Komplimente und gebrochene Herzen

Am Treffpunkt Schnapsstand kommt meine Freundin gut gelaunt an: Als sie sich vorhin Mandeln kaufte, sagte ein Mann zu ihr: „Du siehst wunderschön aus!“, dann ist er einfach weitergegangen.
Mir ist Ähnliches passiert. „Ruf deinen Freund an und sag ihm, was für ein glücklicher Mann er ist!“ – und weg war er. Auf der Wiesn wird geflirtet, angebandelt, rumgemacht, gegrapscht – und es werden, um ein bisschen Glück zu verbreiten, Komplimente verschleudert wie die Semmeln von gestern in der Bäckerei.
Gerade sind wir noch gerührt, weil das alles so nett ist, da bleiben zwei Herren stehen, um uns unverblümt zu fragen ob wir mit ihnen heimgehen, was wir dankend ablehnen.
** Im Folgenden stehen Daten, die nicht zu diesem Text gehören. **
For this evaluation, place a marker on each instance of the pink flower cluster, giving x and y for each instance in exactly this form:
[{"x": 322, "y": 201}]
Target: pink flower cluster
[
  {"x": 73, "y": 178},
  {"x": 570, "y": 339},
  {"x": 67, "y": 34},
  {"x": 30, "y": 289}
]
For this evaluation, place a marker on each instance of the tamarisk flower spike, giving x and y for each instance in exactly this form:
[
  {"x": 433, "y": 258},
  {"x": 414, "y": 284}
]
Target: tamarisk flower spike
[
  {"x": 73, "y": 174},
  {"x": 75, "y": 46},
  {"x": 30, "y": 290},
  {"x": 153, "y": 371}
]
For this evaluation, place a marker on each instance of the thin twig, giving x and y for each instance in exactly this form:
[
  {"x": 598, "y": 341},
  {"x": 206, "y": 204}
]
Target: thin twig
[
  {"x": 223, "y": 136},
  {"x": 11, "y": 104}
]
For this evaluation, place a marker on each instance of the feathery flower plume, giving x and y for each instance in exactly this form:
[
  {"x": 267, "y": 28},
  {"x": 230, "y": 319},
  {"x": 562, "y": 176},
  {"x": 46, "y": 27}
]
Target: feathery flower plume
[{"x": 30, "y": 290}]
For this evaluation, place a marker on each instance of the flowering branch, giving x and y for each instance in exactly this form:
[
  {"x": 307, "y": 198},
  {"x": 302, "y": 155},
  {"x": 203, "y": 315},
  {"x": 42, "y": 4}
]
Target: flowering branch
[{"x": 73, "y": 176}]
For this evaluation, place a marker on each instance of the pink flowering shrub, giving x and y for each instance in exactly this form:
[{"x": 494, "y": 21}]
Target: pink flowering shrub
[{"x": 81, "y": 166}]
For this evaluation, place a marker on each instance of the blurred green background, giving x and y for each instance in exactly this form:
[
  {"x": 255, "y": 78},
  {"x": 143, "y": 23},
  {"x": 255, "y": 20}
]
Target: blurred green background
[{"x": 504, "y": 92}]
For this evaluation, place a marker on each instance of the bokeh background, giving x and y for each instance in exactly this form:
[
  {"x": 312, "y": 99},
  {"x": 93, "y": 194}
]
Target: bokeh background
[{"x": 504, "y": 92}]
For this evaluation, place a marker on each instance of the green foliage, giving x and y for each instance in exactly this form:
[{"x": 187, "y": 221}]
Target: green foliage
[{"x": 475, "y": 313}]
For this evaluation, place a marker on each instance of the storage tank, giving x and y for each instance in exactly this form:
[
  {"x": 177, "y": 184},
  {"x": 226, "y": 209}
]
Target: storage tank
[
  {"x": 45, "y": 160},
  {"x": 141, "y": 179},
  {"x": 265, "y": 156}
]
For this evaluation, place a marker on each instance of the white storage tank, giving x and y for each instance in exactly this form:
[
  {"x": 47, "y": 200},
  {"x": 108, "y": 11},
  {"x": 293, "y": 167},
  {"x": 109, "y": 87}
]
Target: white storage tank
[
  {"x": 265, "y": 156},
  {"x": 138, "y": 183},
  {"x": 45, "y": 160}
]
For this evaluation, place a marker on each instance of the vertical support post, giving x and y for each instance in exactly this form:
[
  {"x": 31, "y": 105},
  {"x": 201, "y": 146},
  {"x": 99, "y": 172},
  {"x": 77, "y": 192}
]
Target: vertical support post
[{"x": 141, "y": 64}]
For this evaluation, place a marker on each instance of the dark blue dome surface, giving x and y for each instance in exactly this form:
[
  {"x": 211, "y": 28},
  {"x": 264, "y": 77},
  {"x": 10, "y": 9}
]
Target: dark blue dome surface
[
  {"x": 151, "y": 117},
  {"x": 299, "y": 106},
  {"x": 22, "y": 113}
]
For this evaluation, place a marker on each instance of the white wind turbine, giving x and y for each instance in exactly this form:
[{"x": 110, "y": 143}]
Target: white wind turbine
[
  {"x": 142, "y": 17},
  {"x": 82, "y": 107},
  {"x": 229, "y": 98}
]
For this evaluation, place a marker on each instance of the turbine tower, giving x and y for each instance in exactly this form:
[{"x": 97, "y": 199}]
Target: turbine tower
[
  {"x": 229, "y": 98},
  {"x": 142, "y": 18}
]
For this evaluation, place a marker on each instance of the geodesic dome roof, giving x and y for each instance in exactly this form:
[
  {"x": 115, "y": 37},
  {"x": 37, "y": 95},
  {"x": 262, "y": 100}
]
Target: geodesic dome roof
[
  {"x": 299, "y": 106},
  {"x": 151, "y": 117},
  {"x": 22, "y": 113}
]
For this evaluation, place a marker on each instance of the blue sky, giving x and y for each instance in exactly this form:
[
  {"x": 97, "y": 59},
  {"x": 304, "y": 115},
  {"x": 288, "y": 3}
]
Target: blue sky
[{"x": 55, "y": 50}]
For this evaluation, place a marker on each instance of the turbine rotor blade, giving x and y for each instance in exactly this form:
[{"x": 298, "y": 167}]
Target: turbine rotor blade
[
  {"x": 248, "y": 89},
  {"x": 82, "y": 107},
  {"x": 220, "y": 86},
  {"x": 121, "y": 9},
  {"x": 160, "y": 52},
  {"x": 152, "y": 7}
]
Wir machen lieber ein Foto mit den beiden Italienern, die nett darum gebeten haben. Die werden zwar sicher in der Heimat erzählen, wir wären mit ihnen mitgegangen, aber was soll’s.
Mehr von unserer Oktoberfest Kolumne: Und plötzlich im Halbdunkel
Ein junger Lederhosenträger bittet um zwei Zigaretten, die wir nicht haben, aber er nimmt dankend Tabak, um selbst zu drehen. Neben mir lässt er sich auf den Boden sinken und müht sich so lange ab, dass ich meine Hilfe anbiete. Aber er will es alleine schaffen. Als er die erste fertig hat, bietet er sie strahlend einem hübschen Mädchen an, das ihn gerade fragt: „Was machst du da?“ – „Ich hab’ dir eine Zigarette organisiert.“ Sie verdreht die Augen und geht. Mein Herz bricht stellvertretend mit. Er raucht die Zigarette selbst.
Am Zelteingang lehnt ein Mädchen und tippt so konzentriert eine Nachricht in ihr Handy, wie der Lederhosenträger Zigaretten gedreht hat. So konzentriert, dass es sich um einen schweren Fall von „don’t drink und text“ handeln muss, eine versoffene Nachricht an eine Ex-Liebe. Wie viele dieser Nachrichten von der Wiesn versendet werden, wird nicht erhoben – es müssen Hunderte sein.
Vor dem Rotor sitzt ein Pärchen, fertig mit der Wiesn, sie lehnen aneinander, oder sie stützt ihn. Schwer auszumachen. Vereint in ihrem Elend. Irgendwie rührend.